As long as you love knitting, keep going! And don't be too hard on yourself because you do have a lot going on. I have had times where my knitting was peaceful and calming, but those times are few! Usually I'm knitting in between doing laundry, or cooking dinner, or numerous other things. When you have a lot going on, it is easy to get distracted and make mistakes.
I still make A LOT of mistakes, and I've just accepted that is going to be part of my knitting. I've learned how to fix some things, so it isn't quite as stressful. Learn how to tink (knit backwards), how to do a lifeline, and how to pick up a dropped stitch. It won't keep you from making mistakes, but it sure makes things better when you do make a mistake.

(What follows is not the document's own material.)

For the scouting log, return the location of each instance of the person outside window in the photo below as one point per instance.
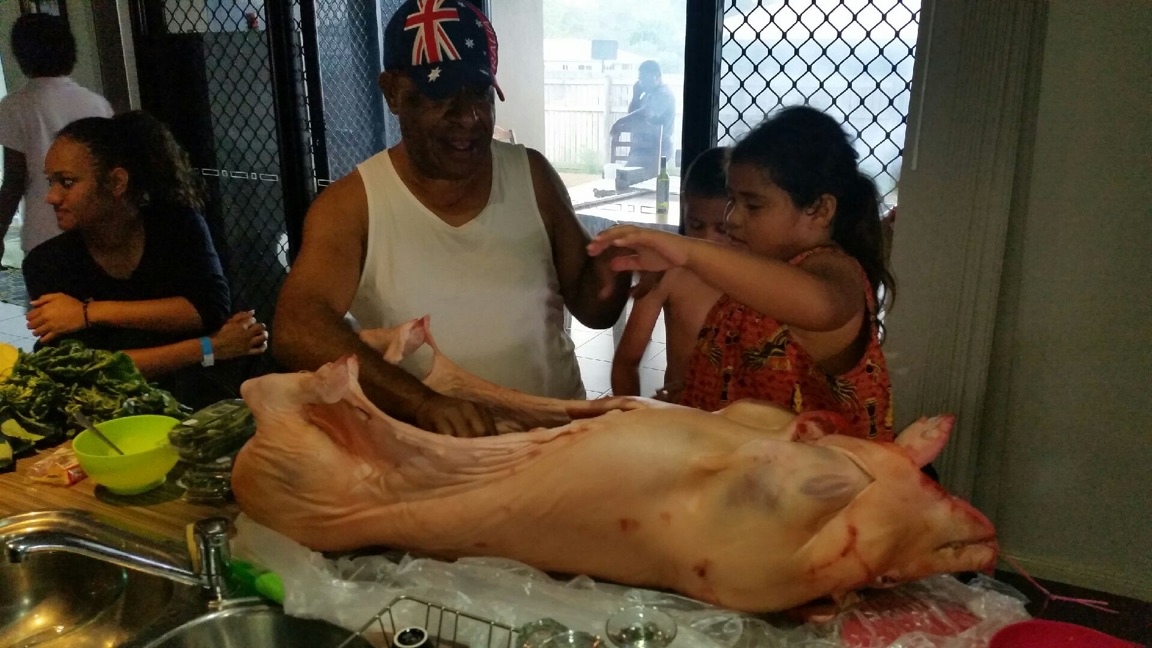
(650, 120)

I keep a 'practice' piece of knitting going on constantly. I bought a ball of fun (bright colors) yarn and I use it to practice new techniques before I start the 'real' project. Also, if I don't have a project going on at the time, I'll pick up my practice piece and just knit whatever I feel like - knit, purl, ribbing, etc. When I get to the end of the ball of yarn, I unravel it, wind it back in a ball, and start over. This is how I learned to tink and fix other mistakes.
01-16-2008, 01:26 PM
I do the same thing McKnitty does. I have some left over purple yarn from my first scarf, so I just decided I was going to make a strip and figure out how to knit1, purl1 and cable. Lots of Frogging, lots of Tinking, but I figured it out on my own and in my own time.

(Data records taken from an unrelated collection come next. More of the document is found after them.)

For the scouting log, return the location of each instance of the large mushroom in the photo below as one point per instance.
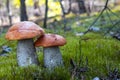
(52, 54)
(24, 32)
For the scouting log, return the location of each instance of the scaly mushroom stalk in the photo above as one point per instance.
(52, 54)
(52, 57)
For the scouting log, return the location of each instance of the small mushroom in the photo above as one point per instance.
(52, 54)
(24, 32)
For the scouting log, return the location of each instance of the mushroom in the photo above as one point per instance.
(52, 54)
(24, 32)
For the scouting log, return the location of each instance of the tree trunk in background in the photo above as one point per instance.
(81, 5)
(9, 13)
(23, 13)
(46, 13)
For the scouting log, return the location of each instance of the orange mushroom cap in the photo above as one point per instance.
(48, 40)
(24, 30)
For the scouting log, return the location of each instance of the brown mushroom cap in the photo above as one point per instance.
(24, 30)
(48, 40)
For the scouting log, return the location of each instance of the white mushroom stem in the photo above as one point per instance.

Maybe you're getting stuck thinking you have to make "something" when you knit and you should just make a practice swatch. I don't know how long it will get before I rip it all out, or maybe I will just keep it for a while to keep practicing on, or even bind it off one day and keep it, who knows? It's the knitting I enjoy more than the finished project, I have to admit. :)
Maybe you're just afraid of making a mistake on a more complicated set of stitches? Jump in, girl! You can do it! I found a couple quotes for you:
"To climb steep hills requires a slow pace at first."
"Success is the sum of small efforts, repeated day in and day out."
We're all here for you! Blunders and all. :)
01-16-2008, 01:33 PM
The two previous posters have some really good ideas and I'd recommend the same thing. Use some yarn to just play with it. Practice different things, don't rip out if you make a mistake, figure out what you did wrong or adjust it and go on. Nothing's more frustrating than redoing the same thing over and over, just keep going with it. You might even have a piece you want to hang up or save as a sampler to see what different stitches look like.